3. Embeddings & vector search

  • Embedding — dense vector where semantic similarity ≈ closeness (cosine/dot). Pick a model sized to your latency/quality (and language/domain); normalize for cosine.
  • ANN index — exact search doesn't scale, so use approximate nearest neighbour: HNSW (graph, great recall/latency, more memory) or IVF-PQ (clustered + compressed, memory-efficient). Tune ef_search/nprobe for recall vs speed.
  • Vector stores — pgvector (boring, correct default), Qdrant, Weaviate, Milvus, FAISS (local/in-process), Pinecone (managed).
  • Metadata filtering — combine vector similarity with structured filters (tenant, date, source) — essential for multi-tenant and freshness.

4. RAG pipeline (in depth)

OFFLINE: ingest → chunk → embed → index (+ metadata)
ONLINE:  query → [rewrite] → embed → retrieve (dense + BM25)
         → rerank (cross-encoder) → pack (budget) → generate → cite
EVAL:    retrieval (recall@k, ctx precision) + generation (faithfulness)
  • Chunking — structure/semantic-aware beats fixed size; self-contained chunks, overlap, metadata. Consider small-to-big / parent-document retrieval.
  • Hybrid retrieval — dense (semantic) + sparse (BM25 keyword) fused (e.g. reciprocal rank fusion). Catches both meaning and exact terms/codes.
  • Reranking — a cross-encoder scores (query, doc) jointly; reorder top-k (50→5). Retrieve-then-rerank consistently beats pure vector.
  • Query transforms — rewriting, multi-query, HyDE (hypothetical doc embedding), step-back.
  • GraphRAG — build an entity/relation graph for global/connected questions that chunk retrieval misses.
retrieval quality is the ceiling A great model can't answer from bad context. Most "the LLM is dumb" bugs are retrieval bugs — wrong chunks, no reranker, chunk too big/small, missing metadata filter.
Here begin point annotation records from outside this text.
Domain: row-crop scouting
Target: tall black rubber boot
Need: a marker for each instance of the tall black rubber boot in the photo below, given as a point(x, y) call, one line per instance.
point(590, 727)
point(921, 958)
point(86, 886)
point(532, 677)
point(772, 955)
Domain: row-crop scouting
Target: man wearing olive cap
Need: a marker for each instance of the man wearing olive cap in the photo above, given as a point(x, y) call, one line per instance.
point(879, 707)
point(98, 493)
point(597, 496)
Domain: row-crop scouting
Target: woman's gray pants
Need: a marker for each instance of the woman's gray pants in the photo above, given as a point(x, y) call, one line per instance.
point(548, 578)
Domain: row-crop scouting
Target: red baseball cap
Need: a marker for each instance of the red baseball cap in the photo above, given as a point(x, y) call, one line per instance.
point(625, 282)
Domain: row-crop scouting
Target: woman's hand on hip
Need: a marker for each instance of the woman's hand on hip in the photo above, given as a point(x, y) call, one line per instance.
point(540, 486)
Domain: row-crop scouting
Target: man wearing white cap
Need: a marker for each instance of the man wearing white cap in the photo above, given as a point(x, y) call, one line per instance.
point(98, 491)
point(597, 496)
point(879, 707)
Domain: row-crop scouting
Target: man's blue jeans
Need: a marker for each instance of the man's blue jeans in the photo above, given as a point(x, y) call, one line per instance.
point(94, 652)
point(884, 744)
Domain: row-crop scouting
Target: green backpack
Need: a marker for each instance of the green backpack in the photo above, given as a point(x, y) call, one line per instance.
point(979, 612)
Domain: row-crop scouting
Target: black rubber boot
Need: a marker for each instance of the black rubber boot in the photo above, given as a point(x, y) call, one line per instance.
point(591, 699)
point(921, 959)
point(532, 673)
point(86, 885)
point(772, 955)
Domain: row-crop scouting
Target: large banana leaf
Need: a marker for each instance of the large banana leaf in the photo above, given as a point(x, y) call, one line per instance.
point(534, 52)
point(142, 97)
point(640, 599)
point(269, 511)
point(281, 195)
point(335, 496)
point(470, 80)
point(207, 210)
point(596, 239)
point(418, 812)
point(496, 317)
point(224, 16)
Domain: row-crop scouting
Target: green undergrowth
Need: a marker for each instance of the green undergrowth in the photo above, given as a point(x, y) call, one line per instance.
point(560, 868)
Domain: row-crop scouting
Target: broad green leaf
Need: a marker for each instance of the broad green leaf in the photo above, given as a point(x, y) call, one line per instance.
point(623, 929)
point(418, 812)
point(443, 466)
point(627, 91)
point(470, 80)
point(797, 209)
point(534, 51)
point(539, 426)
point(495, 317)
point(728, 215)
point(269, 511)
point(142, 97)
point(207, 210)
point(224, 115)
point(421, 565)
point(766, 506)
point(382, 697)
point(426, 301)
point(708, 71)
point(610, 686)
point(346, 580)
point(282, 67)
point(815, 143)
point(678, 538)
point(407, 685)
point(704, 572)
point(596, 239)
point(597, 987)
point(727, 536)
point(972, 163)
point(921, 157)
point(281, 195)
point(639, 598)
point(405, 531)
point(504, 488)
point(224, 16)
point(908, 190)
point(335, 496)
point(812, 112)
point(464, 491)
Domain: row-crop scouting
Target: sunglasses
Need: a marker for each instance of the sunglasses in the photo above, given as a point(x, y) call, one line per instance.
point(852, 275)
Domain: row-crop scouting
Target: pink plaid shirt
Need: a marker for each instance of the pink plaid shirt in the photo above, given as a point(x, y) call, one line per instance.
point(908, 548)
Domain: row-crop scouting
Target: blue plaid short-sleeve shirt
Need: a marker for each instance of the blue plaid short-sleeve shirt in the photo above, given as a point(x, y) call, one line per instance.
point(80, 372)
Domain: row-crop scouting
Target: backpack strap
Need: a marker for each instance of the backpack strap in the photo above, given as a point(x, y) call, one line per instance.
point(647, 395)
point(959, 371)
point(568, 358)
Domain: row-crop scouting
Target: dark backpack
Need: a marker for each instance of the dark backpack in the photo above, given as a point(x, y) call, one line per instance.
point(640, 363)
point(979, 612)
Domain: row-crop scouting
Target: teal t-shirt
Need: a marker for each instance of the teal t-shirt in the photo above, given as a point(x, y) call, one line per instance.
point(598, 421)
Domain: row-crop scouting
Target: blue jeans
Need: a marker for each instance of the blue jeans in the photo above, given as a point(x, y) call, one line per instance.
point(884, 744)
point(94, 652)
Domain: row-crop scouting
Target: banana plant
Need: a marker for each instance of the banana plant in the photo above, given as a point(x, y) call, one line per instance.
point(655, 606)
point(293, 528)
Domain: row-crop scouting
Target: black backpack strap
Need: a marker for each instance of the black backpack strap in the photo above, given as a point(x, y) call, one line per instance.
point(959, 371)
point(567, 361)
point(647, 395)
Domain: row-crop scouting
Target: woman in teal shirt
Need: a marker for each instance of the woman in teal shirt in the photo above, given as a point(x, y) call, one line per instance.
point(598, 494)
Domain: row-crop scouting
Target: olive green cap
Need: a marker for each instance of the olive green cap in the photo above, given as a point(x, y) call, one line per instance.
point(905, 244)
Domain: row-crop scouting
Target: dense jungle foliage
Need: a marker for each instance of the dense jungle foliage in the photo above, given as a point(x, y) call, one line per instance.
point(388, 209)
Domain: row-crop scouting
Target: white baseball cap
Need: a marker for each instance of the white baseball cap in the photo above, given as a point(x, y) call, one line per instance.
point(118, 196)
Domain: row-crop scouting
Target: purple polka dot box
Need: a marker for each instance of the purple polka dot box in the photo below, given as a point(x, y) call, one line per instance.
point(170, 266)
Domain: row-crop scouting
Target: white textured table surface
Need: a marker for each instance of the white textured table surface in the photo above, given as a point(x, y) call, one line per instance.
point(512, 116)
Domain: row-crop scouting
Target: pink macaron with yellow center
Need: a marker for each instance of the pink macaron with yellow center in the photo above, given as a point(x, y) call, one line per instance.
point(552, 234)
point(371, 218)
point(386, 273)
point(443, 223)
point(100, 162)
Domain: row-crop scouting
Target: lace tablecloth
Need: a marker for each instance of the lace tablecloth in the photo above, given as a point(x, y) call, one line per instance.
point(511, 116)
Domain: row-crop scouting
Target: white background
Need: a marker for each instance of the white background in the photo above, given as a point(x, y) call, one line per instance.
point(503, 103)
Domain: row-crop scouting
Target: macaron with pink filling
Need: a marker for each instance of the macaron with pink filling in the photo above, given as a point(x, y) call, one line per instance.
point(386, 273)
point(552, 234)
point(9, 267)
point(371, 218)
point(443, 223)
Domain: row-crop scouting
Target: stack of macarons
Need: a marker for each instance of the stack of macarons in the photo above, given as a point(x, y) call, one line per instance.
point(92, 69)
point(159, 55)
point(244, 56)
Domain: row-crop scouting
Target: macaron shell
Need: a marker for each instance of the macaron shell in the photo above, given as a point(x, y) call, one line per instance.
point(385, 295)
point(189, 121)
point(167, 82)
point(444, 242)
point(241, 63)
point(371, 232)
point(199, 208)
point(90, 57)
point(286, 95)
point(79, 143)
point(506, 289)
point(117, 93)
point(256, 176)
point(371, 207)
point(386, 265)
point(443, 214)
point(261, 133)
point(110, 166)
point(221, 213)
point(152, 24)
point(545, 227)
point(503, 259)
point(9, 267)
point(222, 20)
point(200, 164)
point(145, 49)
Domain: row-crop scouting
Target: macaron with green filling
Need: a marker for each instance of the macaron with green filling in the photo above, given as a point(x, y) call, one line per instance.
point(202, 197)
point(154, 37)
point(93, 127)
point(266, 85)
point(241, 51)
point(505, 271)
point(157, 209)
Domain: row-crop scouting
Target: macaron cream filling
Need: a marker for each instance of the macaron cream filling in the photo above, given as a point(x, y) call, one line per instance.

Evaluate retrieval (recall@k, hit rate) separately from generation so you fix the real bottleneck.

5. Agents & tools

  • Loop (ReAct): reason → choose tool → execute → observe result → repeat until done.
  • Function calling — tools defined as JSON schemas; model emits a structured call, you run it and feed the result back.
  • MCP (Model Context Protocol) — open standard connecting models to tools/data via a uniform client-server interface; the emerging integration layer ("USB-C for tools").
  • Patterns — single-agent + tools (start here), planner/executor, reflection/critique, multi-agent (only when justified — coordination cost is real).
  • Memory — short-term (conversation window/summary) + long-term (vector store of past facts).
  • Bound everything — step limits, tool allow-lists, timeouts, cost caps, human-in-the-loop for risky actions.
  • Frameworks: LangGraph (graphs/state), OpenAI Agents SDK, CrewAI, LlamaIndex, or a plain function-calling loop. Use the simplest that works.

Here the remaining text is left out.